Dostoievski nos enseño a mirar hasta donde van las tentaciones de tener una fácil relación interhumana: van sólo en el sentido de buscar el poder, ya que si no se puede lograr una amistad respetuosa en una empresa común se produce lo que Bahro llama intereses compensatorios: la búsqueda de amos, el deseo de ser vasallos, el anhelo de encontrar a alguien que nos libere de una vez por todas del cuidado de que nuestra vida tenga un sentido. Dostoievski entendió, hace más de un siglo, que la dificultad de nuestra liberación procede de nuestro amor a las cadenas. Amamos las cadenas, los amos, las seguridades porque nos evitan la angustia de la razón.

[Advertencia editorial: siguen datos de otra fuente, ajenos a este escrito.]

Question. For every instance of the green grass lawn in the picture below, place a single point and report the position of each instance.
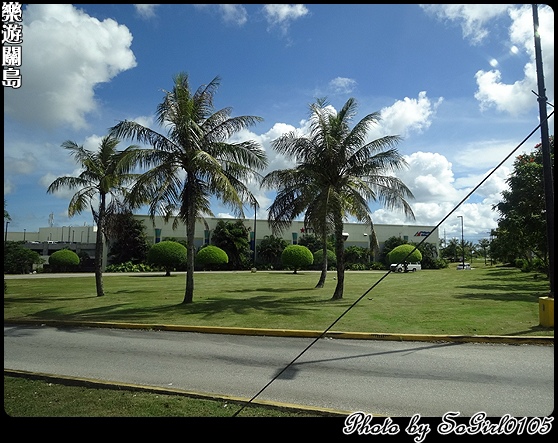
(487, 300)
(36, 397)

Pero en medio del pesimismo de nuestra época se sigue desarrollando el pensamiento histórico, el psicoanálisis, la antropología, el marxismo, el arte y la literatura. En medio del pesimismo de nuestra época surge la lucha de los proletarios que ya saben que un trabajo insensato no se paga con nada, ni con automóviles ni con televisores; surge la rebelión magnífica de las mujeres que no aceptan una situación de inferioridad a cambio de halagos y protecciones; surge la insurrección desesperada de los jóvenes que no pueden aceptar el destino que se les ha fabricado.
Este enfoque nuevo nos permite decir como Fausto:
"También esta noche, tierra, permaneciste firme.
Y ahora renaces de nuevo a mi alrededor. 
Y alientas otra vez en mi la aspiración de luchar sin descanso por una altísima existencia".